20100419 africanews
The president of Sudan, Omar Hassan al-Bashir, scored overwhelming victories in a sample of results from national elections. Both European Union and Carter Center observers have said last week's elections did not meet international standards, but stopped short of echoing opposition allegations of widespread rigging.
The presidential and legislative polls, set up under a 2005 peace deal that ended two decades of north-south civil war, were supposed to help transform the troubled oil-producing nation into a democracy.
Bashir won between 70-92 percent of votes cast in presidential ballots in around 35 scattered polling centres, foreign voting posts and one state, said state news agency Suna.
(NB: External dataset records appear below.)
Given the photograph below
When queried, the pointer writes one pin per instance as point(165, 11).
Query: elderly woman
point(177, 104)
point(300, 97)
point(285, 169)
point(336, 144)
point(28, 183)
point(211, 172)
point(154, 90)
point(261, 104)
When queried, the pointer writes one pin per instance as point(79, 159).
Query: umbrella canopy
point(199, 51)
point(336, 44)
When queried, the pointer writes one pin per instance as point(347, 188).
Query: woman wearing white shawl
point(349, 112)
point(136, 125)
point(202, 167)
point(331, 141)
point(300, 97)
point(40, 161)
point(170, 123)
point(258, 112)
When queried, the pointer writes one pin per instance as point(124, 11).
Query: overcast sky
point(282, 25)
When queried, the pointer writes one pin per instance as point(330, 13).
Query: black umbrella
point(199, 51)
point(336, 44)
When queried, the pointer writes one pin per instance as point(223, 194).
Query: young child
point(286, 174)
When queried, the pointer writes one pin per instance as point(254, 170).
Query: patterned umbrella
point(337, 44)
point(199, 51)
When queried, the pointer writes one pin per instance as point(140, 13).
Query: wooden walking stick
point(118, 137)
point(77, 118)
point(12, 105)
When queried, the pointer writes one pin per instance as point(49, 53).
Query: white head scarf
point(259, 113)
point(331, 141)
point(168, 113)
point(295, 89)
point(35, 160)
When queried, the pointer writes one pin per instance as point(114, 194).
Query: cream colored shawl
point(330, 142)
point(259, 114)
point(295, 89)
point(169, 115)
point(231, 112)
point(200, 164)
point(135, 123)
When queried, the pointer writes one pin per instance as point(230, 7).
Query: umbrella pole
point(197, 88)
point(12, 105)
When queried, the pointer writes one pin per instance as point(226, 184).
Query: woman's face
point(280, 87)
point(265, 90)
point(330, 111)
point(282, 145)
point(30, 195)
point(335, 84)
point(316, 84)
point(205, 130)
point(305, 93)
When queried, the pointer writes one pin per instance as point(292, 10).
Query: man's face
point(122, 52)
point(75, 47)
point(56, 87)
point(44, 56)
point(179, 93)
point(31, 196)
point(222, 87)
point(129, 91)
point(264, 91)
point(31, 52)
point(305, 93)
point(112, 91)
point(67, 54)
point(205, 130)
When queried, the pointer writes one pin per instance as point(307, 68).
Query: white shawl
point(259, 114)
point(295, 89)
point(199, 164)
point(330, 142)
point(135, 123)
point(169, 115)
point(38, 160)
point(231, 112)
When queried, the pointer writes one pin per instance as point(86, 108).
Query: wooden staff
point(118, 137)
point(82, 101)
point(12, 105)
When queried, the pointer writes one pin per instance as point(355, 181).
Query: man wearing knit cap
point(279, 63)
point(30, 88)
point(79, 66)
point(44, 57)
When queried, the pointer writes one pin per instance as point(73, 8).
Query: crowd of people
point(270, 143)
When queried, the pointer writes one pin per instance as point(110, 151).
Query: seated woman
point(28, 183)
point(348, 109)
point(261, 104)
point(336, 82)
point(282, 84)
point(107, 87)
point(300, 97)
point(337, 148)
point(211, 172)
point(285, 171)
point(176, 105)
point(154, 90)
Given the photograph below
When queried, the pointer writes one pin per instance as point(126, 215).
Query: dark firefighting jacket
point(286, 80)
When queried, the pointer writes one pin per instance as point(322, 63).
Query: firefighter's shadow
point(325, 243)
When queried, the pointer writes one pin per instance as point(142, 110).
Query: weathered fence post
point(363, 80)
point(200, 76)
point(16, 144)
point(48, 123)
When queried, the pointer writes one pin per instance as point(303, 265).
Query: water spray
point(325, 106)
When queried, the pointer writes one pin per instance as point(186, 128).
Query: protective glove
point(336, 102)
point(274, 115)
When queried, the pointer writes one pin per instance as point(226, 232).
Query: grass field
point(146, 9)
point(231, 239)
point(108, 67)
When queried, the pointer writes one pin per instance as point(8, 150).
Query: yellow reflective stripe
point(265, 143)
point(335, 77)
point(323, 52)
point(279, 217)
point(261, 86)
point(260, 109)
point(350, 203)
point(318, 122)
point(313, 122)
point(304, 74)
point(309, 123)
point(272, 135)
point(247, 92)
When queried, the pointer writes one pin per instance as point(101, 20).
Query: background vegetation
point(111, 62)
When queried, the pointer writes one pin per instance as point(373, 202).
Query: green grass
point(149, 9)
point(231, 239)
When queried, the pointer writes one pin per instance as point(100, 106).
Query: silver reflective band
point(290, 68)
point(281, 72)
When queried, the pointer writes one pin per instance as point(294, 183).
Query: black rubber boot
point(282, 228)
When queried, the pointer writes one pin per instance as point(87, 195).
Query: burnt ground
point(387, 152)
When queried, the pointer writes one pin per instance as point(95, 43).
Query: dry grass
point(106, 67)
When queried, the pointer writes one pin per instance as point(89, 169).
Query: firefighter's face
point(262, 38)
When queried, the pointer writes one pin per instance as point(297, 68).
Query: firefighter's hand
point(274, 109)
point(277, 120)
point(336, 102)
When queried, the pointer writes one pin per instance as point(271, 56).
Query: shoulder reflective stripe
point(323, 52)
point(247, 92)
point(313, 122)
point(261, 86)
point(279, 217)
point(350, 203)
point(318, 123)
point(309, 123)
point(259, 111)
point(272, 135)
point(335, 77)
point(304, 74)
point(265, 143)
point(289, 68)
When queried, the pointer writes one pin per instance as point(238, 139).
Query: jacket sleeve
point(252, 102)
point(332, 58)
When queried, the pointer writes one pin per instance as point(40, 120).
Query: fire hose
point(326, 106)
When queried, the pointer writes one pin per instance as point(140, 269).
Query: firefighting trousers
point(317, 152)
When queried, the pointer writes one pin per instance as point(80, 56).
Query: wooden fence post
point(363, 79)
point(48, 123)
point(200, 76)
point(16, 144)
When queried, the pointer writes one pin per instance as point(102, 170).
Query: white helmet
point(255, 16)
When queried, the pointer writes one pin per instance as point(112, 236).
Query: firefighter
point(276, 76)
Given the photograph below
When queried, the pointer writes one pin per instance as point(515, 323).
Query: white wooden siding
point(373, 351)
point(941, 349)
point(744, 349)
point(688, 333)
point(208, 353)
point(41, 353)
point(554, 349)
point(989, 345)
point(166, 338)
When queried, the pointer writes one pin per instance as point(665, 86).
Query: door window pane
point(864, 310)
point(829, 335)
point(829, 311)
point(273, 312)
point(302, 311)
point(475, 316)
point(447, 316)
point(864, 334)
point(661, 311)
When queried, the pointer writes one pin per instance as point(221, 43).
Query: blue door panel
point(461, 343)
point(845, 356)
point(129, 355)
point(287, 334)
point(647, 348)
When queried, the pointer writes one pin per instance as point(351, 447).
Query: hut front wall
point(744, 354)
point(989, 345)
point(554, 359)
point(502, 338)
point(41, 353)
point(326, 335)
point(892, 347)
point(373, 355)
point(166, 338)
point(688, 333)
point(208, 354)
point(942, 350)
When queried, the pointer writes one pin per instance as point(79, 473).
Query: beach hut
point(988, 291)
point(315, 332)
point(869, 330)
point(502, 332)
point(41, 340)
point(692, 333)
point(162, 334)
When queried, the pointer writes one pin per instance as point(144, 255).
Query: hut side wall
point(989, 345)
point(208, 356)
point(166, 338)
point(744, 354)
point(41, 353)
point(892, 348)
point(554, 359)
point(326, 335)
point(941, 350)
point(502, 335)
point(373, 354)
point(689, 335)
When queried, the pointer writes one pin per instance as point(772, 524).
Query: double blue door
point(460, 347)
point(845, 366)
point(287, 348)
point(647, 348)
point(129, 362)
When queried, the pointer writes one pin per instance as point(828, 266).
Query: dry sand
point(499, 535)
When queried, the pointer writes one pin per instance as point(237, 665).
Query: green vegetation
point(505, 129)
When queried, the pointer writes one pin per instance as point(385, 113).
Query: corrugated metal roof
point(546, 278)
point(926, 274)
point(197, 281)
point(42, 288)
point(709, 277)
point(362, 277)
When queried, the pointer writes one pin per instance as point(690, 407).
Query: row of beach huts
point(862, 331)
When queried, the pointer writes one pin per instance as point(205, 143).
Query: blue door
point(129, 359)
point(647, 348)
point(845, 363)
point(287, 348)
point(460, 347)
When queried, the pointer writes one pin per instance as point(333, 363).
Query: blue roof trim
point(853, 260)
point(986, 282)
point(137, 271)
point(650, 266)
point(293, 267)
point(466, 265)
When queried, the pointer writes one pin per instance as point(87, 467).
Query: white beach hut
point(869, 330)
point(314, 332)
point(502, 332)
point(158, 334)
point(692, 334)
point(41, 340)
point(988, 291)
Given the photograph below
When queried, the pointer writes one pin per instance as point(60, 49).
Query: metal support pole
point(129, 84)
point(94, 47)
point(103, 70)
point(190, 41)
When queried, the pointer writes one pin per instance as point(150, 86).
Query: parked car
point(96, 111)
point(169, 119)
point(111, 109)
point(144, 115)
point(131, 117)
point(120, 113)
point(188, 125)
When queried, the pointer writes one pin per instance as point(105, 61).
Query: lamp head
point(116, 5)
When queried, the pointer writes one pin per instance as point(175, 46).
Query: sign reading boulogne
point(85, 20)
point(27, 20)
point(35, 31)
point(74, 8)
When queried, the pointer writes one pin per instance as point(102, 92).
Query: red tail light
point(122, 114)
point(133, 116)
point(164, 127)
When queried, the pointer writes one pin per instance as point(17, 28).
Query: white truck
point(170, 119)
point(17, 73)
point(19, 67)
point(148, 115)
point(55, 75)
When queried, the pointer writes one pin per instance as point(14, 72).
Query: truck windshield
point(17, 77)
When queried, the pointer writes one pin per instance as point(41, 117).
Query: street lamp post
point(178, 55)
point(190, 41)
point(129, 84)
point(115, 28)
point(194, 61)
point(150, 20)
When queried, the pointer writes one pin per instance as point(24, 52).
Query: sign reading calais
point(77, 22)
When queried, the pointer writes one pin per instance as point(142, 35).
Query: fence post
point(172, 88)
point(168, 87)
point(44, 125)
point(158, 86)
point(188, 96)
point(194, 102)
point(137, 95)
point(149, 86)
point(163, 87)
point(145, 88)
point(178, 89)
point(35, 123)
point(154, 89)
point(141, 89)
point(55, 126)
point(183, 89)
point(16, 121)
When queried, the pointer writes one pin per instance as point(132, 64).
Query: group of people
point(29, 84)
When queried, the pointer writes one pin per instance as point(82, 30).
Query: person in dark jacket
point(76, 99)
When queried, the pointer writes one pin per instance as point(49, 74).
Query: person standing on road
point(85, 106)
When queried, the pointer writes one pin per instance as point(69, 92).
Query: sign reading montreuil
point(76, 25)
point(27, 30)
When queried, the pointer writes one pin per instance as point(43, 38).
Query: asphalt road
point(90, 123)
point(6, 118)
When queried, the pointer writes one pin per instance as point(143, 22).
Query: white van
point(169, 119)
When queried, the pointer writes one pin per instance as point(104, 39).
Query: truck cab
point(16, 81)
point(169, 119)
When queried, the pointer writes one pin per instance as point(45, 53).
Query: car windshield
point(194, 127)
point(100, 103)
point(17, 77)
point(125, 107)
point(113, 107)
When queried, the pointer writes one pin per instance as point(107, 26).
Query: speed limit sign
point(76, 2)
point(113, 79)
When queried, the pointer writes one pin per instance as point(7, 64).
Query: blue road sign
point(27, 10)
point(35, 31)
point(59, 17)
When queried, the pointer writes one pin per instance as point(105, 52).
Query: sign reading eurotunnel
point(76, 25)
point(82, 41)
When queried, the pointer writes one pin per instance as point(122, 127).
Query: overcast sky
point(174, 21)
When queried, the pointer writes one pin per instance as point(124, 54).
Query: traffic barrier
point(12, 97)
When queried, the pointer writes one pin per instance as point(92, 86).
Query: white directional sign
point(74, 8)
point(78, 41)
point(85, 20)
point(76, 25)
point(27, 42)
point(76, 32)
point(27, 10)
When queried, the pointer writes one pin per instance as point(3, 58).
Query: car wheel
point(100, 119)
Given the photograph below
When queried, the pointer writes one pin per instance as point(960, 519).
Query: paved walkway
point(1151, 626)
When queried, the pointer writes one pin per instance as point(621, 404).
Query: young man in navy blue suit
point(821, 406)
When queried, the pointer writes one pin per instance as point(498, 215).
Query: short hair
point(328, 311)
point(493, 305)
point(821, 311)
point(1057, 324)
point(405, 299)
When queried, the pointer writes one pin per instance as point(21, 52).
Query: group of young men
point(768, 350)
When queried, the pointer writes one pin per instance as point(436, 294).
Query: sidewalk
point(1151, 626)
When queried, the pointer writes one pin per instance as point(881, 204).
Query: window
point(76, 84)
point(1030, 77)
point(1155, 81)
Those figures represent a fraction of the country and have not been confirmed by authorities.
Separately, Sudan's National Elections Commission began to announce the first official results of the contest on Sunday -- 17 state assembly seats from north Sudan all of which went to Bashir's National Congress Party (NCP) with massive majorities.
Senior NCP official Rabie Abdelati told Reuters he was expecting similar results across Sudan.
"This victory is a real victory ... The counting of the votes took place under the sun, not in a dark room. The observers saw everything," he said.
Opposition groups said the huge majorities proved their accusations that the NCP had fiddled with ballot boxes in the north, justifying the decision of many parties to boycott. They say they caught officials exchanging and stuffing ballot boxes at night during the five-day voting process.